Almonds. Soak 10 raw almonds overnight in water to soften, then peel off the skins. Put almonds in blender with 1 cup warm milk, a pinch of ginger, and a pinch of nutmeg. Drink at night to help you relax before going to bed.
Baking soda. Add 1/3 cup baking soda and 1/3 cup ginger to a nice warm bath. Soak in the tub for 15 minutes to relieve tension and anxiety.

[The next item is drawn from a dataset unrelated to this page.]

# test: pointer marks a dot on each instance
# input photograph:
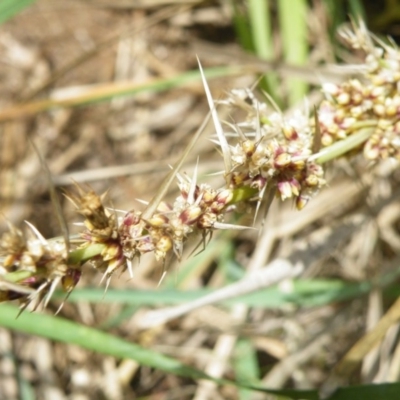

Oil. Sesame oil is great, but sunflower, coconut, or corn oil will work, too. For a wonderful, anxiety-busting massage, heat 6 ounces oil until warm, not hot. Rub over entire body, including your scalp and the bottoms of your feet. A small rolling pin feels marvelous! Use the oil as a massage before the morning bath to calm you down for the day’s activities. If anxiety is keeping you awake, try using it before you go to bed, too.
Celery. Eat 2 cups celery, onions, or a mixture of the two, raw or cooked, with your meals for a week or two. Both vegetables contain large amounts of potassium and folic acid, deficiencies of which can cause nervousness.
Onion. See celery, above.
Orange. The aroma of an orange is known to reduce anxiety. All you have to do to get the benefits is peel an orange and inhale. You can also drop the peel into a small pan or potpourri burner. Cover with water and simmer. When heated, the orange peel will release its fragrant and calming oil.
Orange juice. For a racing heart rate associated with anxiety, stir 1 teaspoon honey and a pinch of nutmeg into 1 cup orange juice and drink.
Rosemary. Used in the Middle Ages to ward off “evil spirits,” rosemary has a calming effect on the nerves. Make a tea by adding 1 to 2 teaspoons of the dried herb to 1 cup boiling water; steep for 10 minutes, then drink. Inhaling rosemary can be relaxing, too. Burn a sprig, or use rosemary incense to ease anxiety.